The Moab City Council on July 11 unanimously approved rezoning a 5-acre parcel on Williams Way from the R-2 single- and two-family residential zone to the R-4 manufactured housing zone. The rezone marks an early step in the Housing Authority of Southeastern Utah’s (HASU) plan to build senior affordable housing adjacent to the hospital campus. The council approved the rezone despite neighbor concerns about the possibility of increased traffic on Park Drive.
The housing development, a joint effort between HASU and the Canyonlands Health Care Special Service District (CHCSSD), would be designed for seniors making 50 percent or less of the average median income in Grand County, which was $41,312 in 2015, the most recent data available from the U.S. Census Bureau. HASU has emphasized that although the R-4 zone is called a manufactured housing zone in city code, the organization has asked for the zone change to make it possible to develop high-density housing for seniors, not manufactured housing.
Several neighbors voiced concerns about the possibility that Park Drive, which currently is a dead-end street, would become a through street.
“It looks like from the drawings ... that the road will end up connecting Park Drive to 500 West and I think that will drastically change the traffic patterns in our neighborhood,” Christy Calvin told city council members. “I think it will become a really convenient shortcut, and that’s a high volume of traffic for a small residential neighborhood.”

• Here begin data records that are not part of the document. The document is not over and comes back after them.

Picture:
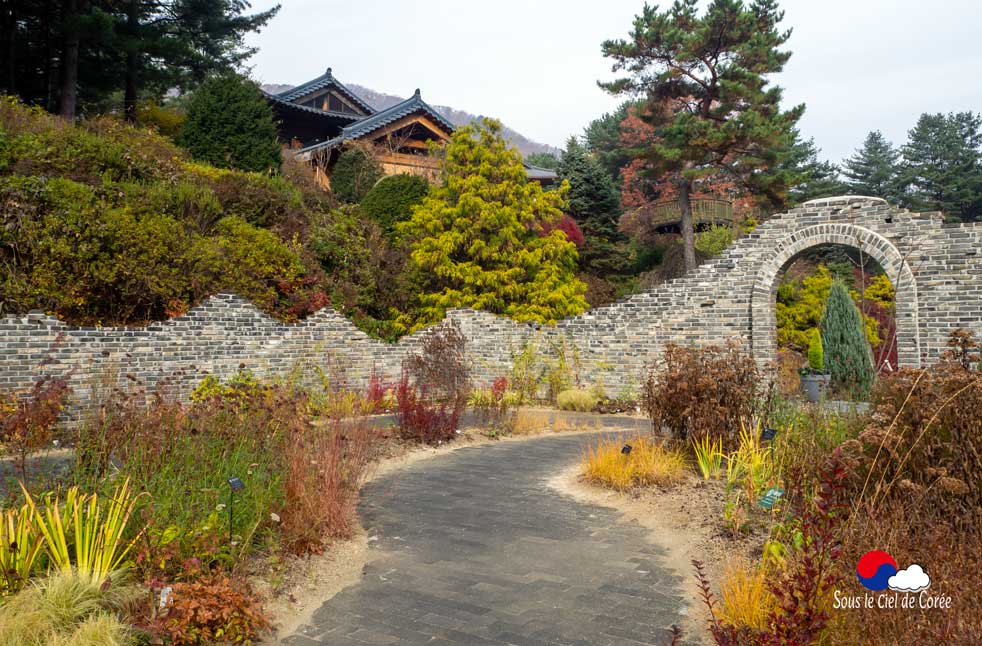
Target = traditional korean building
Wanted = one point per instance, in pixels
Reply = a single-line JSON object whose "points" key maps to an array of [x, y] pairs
{"points": [[322, 117]]}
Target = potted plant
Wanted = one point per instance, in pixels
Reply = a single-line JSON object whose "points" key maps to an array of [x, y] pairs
{"points": [[814, 379]]}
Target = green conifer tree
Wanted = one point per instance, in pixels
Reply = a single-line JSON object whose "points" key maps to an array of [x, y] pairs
{"points": [[872, 170], [942, 167], [230, 125], [480, 239], [818, 178], [846, 352], [354, 175], [392, 198], [706, 84], [594, 204]]}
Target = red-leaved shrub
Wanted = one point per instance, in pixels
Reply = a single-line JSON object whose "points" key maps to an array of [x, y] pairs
{"points": [[702, 391], [324, 470], [26, 423], [421, 419], [215, 608]]}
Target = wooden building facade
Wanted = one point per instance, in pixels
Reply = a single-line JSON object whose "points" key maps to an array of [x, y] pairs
{"points": [[322, 117]]}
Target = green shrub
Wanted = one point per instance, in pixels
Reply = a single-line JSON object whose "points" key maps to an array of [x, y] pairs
{"points": [[230, 125], [576, 399], [714, 240], [816, 356], [391, 200], [167, 121], [846, 352], [92, 262], [354, 174]]}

Calvin said she supports increasing density for purposes of affordable senior housing, but asked whether a conditional use permit might allow more control over the design process than a full rezone.
“It will be a shortcut,” resident Shari Beck said of the potential change to Park Drive. “If there is a way to cut through quicker and faster, you’re going to take it, and what’s that going to do to those homes? There’s kids there. There’s a daycare there.”

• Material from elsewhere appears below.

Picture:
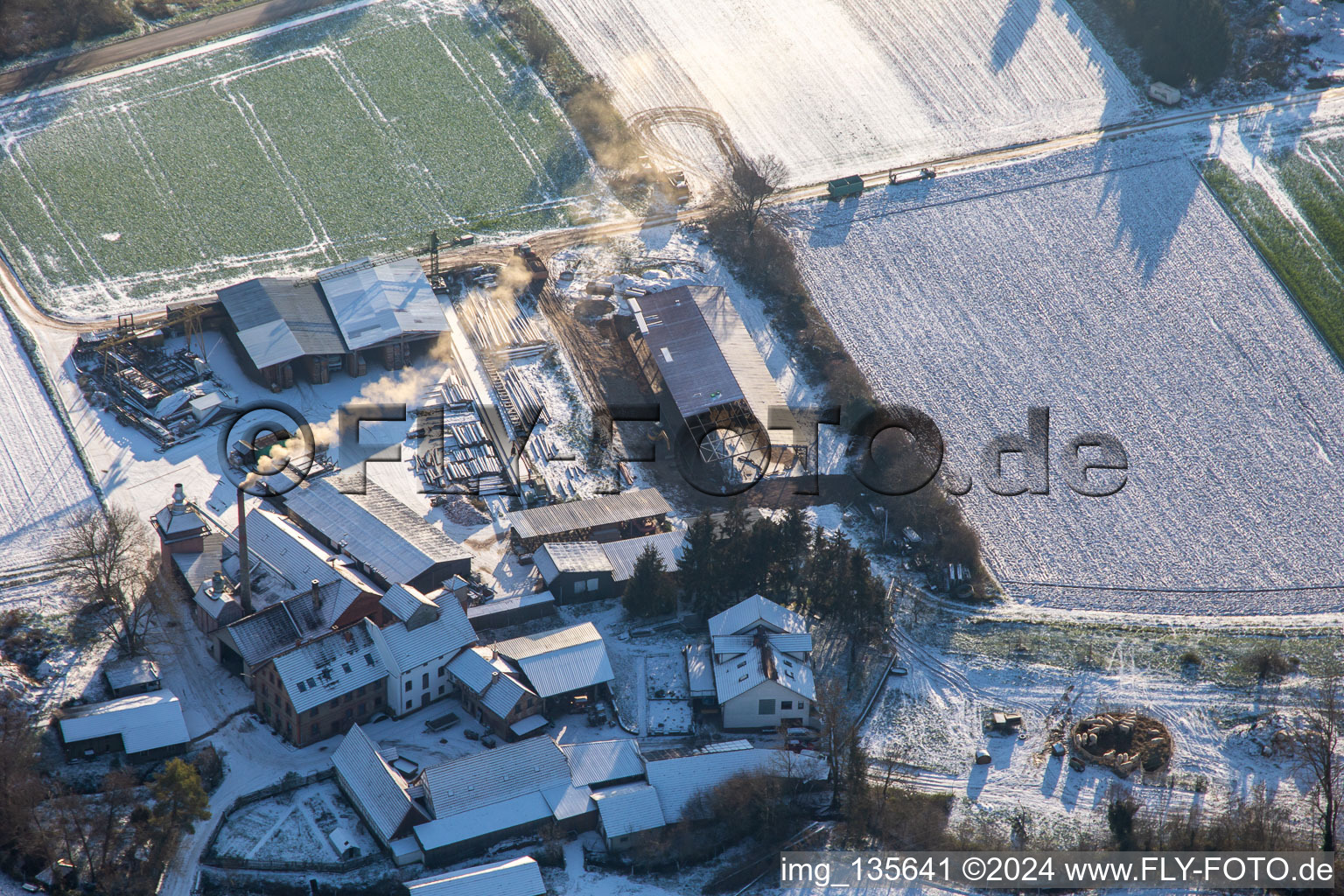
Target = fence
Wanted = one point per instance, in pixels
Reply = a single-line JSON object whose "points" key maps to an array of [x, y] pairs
{"points": [[284, 785]]}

Wendy Young, another neighbor, said that when the area between the two sections of Park Drive was closed to foot traffic several years ago, crime, including vandalism and harassment, decreased significantly and she is concerned what will happen when the area is opened to vehicular traffic.
“I think we need way more low-income housing,” Calvin said. “I just want to make sure that it’s quality housing and it doesn’t affect the values of our neighborhood.”

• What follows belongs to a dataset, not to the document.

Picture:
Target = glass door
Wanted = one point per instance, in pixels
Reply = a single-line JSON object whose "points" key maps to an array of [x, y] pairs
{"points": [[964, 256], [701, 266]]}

Council member Kalen Jones suggested that narrower streets may be the answer to traffic concerns.
“We [need to] look at ways to allow flexibility for narrower streets and traffic calming to address these concerns and also possibly have parking restrictions so people aren’t locked out of their on-street parking if they need it,” Jones said. “Right now we have minimum street standards which do support possibly higher level of speed than may be appropriate in that neighborhood. So I’d like to encourage us to address [those standards] before the [HASU] development actually gets to the design application stage so that they’re designing to a standard that facilitates those considerations.”
Moab Mayor Dave Sakrison said there might be a way to design the development without a thoroughfare and Moab City Manager David Everitt reminded the council that the decision at hand was not the design of the site plan, but only whether a rezone was appropriate in that area.
Kirstin Peterson, chairwoman of the CHCSSD board, said if Park Drive becomes a through street, CHCSSD and HASU would hope to limit traffic for the sake of neighborhood residents and seniors living in the apartments.
“Everything that’s on the planning documents, not necessarily just for this property but for the city, shows that street connecting through. ... If we left the zone as it is and developed that property, my impression was that the city was going to want that connectivity,” Peterson said. “I don’t think it needs at all to be a big thoroughfare. Basically, any development there needs an ingress and an egress. ... We would love to work with the city and the neighborhood to create something that accesses the development but doesn’t create a major thoroughfare for non-residents.”